Substituting this condition into the definitions for charge, strangeness, lepton number, baryon number and enthalpy gives

$q^{\, \gamma } =0$ $S^{\, \gamma } =0$ $L^{\gamma } =0$ $B^{\, \gamma } =0$ $H^{ \gamma } =0$

Recall that the lepton-number, baryon-number and charge are conserved, so a particle may freely absorb or emit countless photons without altering its own values for these quantum numbers.
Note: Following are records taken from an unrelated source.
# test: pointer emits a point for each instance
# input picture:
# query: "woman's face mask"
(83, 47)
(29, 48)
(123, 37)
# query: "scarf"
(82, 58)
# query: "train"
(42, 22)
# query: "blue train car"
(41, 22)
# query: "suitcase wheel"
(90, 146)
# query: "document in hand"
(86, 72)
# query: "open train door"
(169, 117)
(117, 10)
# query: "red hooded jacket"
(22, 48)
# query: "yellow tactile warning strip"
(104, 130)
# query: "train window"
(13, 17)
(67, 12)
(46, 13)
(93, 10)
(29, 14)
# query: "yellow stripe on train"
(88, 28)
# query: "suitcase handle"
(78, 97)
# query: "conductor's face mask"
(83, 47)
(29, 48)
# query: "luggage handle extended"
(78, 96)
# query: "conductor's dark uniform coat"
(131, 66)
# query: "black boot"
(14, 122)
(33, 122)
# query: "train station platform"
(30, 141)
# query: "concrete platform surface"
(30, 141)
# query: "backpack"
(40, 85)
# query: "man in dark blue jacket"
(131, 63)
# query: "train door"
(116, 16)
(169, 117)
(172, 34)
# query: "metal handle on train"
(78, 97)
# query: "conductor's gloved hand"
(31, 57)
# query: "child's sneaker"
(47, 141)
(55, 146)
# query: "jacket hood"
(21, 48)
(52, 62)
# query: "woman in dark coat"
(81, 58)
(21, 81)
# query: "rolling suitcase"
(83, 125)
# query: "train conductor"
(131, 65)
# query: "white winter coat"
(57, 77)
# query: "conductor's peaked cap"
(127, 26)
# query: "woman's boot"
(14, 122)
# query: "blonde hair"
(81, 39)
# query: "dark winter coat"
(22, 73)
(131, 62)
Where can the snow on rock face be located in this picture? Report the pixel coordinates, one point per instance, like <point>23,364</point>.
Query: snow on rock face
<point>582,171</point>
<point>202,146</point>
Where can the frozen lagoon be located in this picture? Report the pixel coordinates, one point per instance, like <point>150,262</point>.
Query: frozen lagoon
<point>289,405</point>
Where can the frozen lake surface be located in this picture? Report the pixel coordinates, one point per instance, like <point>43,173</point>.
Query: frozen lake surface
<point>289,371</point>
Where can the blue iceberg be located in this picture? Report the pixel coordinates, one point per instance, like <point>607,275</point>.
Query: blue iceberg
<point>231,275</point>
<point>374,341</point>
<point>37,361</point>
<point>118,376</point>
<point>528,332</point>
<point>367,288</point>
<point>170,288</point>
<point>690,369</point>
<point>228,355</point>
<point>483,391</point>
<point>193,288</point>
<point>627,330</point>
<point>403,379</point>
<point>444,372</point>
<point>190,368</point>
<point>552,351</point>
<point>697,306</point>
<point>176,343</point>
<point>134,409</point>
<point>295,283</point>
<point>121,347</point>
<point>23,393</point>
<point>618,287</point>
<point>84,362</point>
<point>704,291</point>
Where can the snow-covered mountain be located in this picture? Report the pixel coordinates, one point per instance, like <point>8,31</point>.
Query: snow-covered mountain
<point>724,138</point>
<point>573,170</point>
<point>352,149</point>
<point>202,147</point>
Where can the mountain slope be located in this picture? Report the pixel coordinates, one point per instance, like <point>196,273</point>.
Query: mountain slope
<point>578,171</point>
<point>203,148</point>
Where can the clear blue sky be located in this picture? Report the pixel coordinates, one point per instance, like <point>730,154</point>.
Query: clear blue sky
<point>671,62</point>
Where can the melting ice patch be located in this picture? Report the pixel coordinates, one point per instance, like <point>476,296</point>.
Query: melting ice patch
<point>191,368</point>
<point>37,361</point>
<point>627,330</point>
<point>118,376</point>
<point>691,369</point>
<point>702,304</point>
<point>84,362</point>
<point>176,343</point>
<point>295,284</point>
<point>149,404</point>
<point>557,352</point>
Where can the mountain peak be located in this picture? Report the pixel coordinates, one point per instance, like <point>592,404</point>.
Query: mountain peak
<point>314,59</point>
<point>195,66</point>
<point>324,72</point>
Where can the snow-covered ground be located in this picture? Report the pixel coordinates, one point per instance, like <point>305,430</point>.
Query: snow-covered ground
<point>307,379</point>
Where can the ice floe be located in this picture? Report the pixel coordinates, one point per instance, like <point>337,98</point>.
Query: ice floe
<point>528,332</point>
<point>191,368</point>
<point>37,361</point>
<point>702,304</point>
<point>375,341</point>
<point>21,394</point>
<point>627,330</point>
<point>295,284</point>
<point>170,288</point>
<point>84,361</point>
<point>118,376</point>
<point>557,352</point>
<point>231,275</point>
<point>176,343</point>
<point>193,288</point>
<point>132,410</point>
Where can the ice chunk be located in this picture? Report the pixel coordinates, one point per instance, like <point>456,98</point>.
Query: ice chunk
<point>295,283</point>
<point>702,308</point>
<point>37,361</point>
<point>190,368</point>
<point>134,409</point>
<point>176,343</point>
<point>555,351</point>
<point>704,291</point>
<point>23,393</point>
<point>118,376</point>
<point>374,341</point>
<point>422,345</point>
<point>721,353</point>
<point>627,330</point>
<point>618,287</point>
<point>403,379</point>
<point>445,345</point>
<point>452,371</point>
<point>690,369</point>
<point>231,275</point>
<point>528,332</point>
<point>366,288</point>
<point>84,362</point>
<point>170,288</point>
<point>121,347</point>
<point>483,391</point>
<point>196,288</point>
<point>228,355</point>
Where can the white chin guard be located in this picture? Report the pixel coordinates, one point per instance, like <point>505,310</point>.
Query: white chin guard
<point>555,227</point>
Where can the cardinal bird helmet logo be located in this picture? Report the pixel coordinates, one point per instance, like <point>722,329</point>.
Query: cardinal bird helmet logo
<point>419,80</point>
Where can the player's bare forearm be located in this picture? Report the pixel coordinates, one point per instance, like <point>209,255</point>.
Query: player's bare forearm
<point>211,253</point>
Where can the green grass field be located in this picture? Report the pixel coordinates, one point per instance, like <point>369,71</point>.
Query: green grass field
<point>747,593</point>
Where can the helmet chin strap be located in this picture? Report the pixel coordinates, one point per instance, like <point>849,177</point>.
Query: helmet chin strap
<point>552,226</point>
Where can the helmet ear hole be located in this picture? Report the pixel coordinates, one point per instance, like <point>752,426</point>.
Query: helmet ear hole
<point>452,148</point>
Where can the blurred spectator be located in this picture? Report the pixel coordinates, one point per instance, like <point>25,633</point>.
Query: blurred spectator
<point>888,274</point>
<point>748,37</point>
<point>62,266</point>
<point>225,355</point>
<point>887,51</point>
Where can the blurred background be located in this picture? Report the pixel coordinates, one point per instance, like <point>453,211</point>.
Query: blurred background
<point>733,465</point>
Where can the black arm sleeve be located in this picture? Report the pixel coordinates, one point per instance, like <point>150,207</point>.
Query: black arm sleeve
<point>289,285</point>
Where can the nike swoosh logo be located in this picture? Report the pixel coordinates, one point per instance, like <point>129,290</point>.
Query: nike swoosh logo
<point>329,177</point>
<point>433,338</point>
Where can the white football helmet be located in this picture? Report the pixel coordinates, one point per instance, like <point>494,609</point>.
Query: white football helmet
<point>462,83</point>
Moreover no work is required to assemble a photon because the two phase components $\mathcal{A}_{\LARGE{\circ}}$ and $\mathcal{A}_{\LARGE{\bullet}}$ have radius vectors with the same norm $\rho^{\mathcal{A}}$ but in opposing directions

$\overline{\rho} \left( \mathcal{A}_{\LARGE{\circ}} \right) =- \, \overline{\rho} \left( \mathcal{A}_{\LARGE{\bullet}} \right)$so that$\overline{\rho}^{\, \gamma} = \overline{\rho} \left( \mathcal{A}_{\LARGE{\circ}} \right) + \overline{\rho} \left( \mathcal{A}_{\LARGE{\bullet}} \right) = (0, 0, 0)$

However photons have one important characteristic that is not zero; their wavevector which is found from the sum

$\begin{align} \overline{ \kappa }^{\, \gamma} \equiv \frac{1}{k_{\sf{A}}} \sum_{i=1}^{N} \delta _{\theta}^{\, i} \, \bar{\rho}^{i} = \frac {\delta_{\theta} \left(\mathcal{A}_{\LARGE{\circ}} \right) \, \overline{\rho} \left( \mathcal{A}_{\LARGE{\circ}} \right) }{k_{\sf{A}}} + \frac {\delta_{\theta} \left( \mathcal{A}_{\LARGE{\bullet}} \right) \, \overline{\rho} \left( \mathcal{A}_{\LARGE{\bullet}} \right) }{k_{\sf{A}}} \end{align}$

Photon Type | $\lambda$ (m) |

a gamma-ray |
$\lesssim 10^{-12}$ |

an X-ray |
$10^{-11} \sim 10^{-8}$ |

an ultraviolet photon |
$\sim 10^{-8}$ |

a visible photon |
$\sim 10^{-7}$ |

an infrared photon |
$10^{-6} \sim 10^{-3}$ |

a microwave |
$10^{-3} \sim 1$ |

a radio-wave |
$1 \sim 10^{8}$ |

But $\mathcal{A}_{\LARGE{\circ}}$ and $\mathcal{A}_{\LARGE{\bullet}}$ are out of phase so $\delta_{\theta} \left( \mathcal{A}_{\LARGE{\circ}} \right) =- \, \delta_{\theta} \left( \mathcal{A}_{\LARGE{\bullet}} \right) = \pm 1$ and

$\begin{align} \overline{ \kappa }^{\, \gamma} = \frac { 2 }{k_{\sf{A}}} \overline{\rho} \left( \mathcal{A}_{\LARGE{\circ}} \right) = - \frac { 2 }{k_{\sf{A}}} \overline{\rho} \left( \mathcal{A}_{\LARGE{\bullet}} \right) \end{align}$

The wavenumber is given by the norm of the wavevector and recall that $k_{\sf{A}} \equiv hc / 2 \pi k_{\sf{F}}$ so that

$\begin{align} \kappa^{\gamma} = \frac{ 2 \rho ^{\mathcal{A}} }{ k_{\sf{A}} } = \frac{4 \pi}{hc} k_{\sf{F}} \rho ^{\mathcal{A}} = \frac{4 \pi}{hc} W^{\mathcal{A}} \end{align}$

where $W^{\mathcal{A}} = k_{\sf{F}} \rho ^{\mathcal{A}}$ is the work required to build one phase-component. Then finally, the wavelength of a photon can be expressed as

$\begin{align} \lambda = \frac{2 \pi}{\kappa} = \frac { hc }{ 2 W^{\mathcal{A}} } \end{align}$

Photons may be classified by their wavelength as noted in the accompanying table.